To multiply coefficients, you treat them just like you would with regular numbers.

• Take the coefficients of each number involved in the multiplication.
• Multiply them together: \(9 \times 2 = 18\).

The result here is straightforward since multiplying coefficients doesn't change even if they are part of a larger scientific expression.

The next step is handling the exponents, which are the powers of ten in the scientific notation. When multiplying numbers in scientific notation, you add these exponents.
Consider the following exponents from the example: \(-5\) and \(-1\).

• The base of 10 remains the same, and we focus on the exponents.
• Add the exponents together: \(-5 + (-1) = -6\).

Adding exponents is a direct process, similar to basic addition with real numbers; just be careful to track positive and negative signs. This step adjusts the power of 10 in the result.

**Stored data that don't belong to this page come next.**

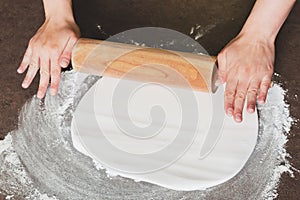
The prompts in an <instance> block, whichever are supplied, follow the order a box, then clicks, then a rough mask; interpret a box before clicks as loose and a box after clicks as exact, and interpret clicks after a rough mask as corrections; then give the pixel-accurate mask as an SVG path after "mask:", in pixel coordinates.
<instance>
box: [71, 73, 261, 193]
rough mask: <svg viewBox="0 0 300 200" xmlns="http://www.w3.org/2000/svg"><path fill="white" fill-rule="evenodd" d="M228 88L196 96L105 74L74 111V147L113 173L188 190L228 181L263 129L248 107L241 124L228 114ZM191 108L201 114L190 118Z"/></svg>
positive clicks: (141, 180) (139, 179) (157, 86)
mask: <svg viewBox="0 0 300 200" xmlns="http://www.w3.org/2000/svg"><path fill="white" fill-rule="evenodd" d="M132 88H134V90H132ZM126 90H128V91H126ZM129 90H131V91H129ZM223 91H224V88H221V89H220V88H219V90H218V91H217V92H216V93H215V94H213V95H210V94H208V93H202V92H194V93H193V95H194V96H193V95H192V96H191V94H190V93H188V91H186V90H183V89H177V88H167V87H161V85H157V84H146V85H141V83H138V82H134V81H127V80H122V82H121V83H119V80H118V79H114V78H101V79H100V80H99V81H98V82H97V83H96V84H95V85H94V86H93V87H91V88H90V90H89V91H88V92H87V93H86V94H85V96H84V97H83V98H82V100H81V101H80V103H79V104H78V107H77V109H76V111H75V113H74V117H73V120H72V126H71V127H72V130H71V132H72V140H73V144H74V147H75V148H76V149H77V150H78V151H80V152H82V153H83V154H85V155H87V156H90V157H91V158H92V159H94V160H95V161H97V162H99V163H100V164H101V165H102V166H103V167H104V168H105V169H107V171H108V173H112V174H115V175H120V176H123V177H127V178H132V179H134V180H137V181H145V182H149V183H153V184H157V185H160V186H163V187H166V188H170V189H174V190H186V191H189V190H199V189H205V188H208V187H212V186H215V185H218V184H221V183H223V182H225V181H227V180H229V179H230V178H232V177H234V176H235V175H236V174H237V173H238V172H239V171H240V170H241V169H242V168H243V166H244V165H245V163H246V162H247V160H248V159H249V157H250V155H251V153H252V151H253V150H254V147H255V144H256V141H257V135H258V117H257V113H254V114H248V113H247V112H245V113H244V121H243V122H242V123H240V124H237V123H235V122H234V121H233V120H232V119H231V118H228V117H226V116H225V114H224V111H223V104H224V102H223ZM128 92H130V94H129V93H128ZM127 93H128V94H127ZM191 97H192V98H194V100H191ZM212 99H215V100H212ZM182 102H183V103H182ZM181 103H182V104H181ZM195 103H196V104H195ZM187 105H188V106H187ZM123 106H126V108H125V109H124V108H122V107H123ZM186 111H188V112H191V113H194V114H195V113H196V114H197V116H198V119H194V118H190V119H188V120H185V119H183V118H184V117H186V116H187V115H186ZM194 111H195V112H194ZM127 112H128V115H127ZM191 116H192V117H194V116H195V115H193V114H191ZM191 116H190V117H191ZM216 116H218V117H217V118H216ZM196 118H197V117H196ZM220 119H221V120H222V121H220ZM195 120H196V122H197V126H194V125H195V124H194V123H195ZM218 120H219V121H218ZM217 121H218V122H217ZM220 123H221V125H220ZM193 127H194V128H193ZM179 130H180V131H179ZM130 131H131V132H130Z"/></svg>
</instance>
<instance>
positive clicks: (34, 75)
mask: <svg viewBox="0 0 300 200" xmlns="http://www.w3.org/2000/svg"><path fill="white" fill-rule="evenodd" d="M38 70H39V58H38V57H37V56H35V55H33V56H32V57H31V60H30V65H29V69H28V71H27V74H26V76H25V78H24V81H23V83H22V87H23V88H28V87H29V85H30V84H31V82H32V80H33V79H34V77H35V75H36V73H37V71H38Z"/></svg>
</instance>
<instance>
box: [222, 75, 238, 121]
mask: <svg viewBox="0 0 300 200" xmlns="http://www.w3.org/2000/svg"><path fill="white" fill-rule="evenodd" d="M237 82H238V81H237V78H235V77H234V76H232V75H231V76H229V77H228V80H227V83H226V89H225V95H224V98H225V99H224V101H225V105H224V106H225V112H226V114H227V115H228V116H229V117H231V116H232V115H233V108H234V105H233V103H234V97H235V92H236V87H237Z"/></svg>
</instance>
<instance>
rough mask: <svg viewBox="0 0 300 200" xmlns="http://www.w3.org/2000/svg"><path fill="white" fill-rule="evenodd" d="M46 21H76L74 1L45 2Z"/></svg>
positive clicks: (45, 1) (45, 14)
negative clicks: (58, 20)
mask: <svg viewBox="0 0 300 200" xmlns="http://www.w3.org/2000/svg"><path fill="white" fill-rule="evenodd" d="M43 3H44V10H45V18H46V20H50V19H54V20H65V21H74V17H73V11H72V0H43Z"/></svg>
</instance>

Once you have multiplied the coefficients and summed the exponents, it’s time to check if the result fits the standard form of scientific notation: a coefficient between 1 and 10 followed by a power of ten.
In the example, we ended up with \(18 \times 10^{-6}\). Since 18 is not between 1 and 10, we need to make an adjustment:

• Divide the coefficient by 10 to get 1.8, making it fit within the desired range.
• Accordingly, increase the exponent by 1: from \(-6\) to \(-5\), to compensate for dividing 18 by 10.

Now, the result \(1.8 \times 10^{-5}\) is in standard scientific notation. Adjusting the scientific notation ensures the final number follows a consistent format, crucial for clear mathematical communication.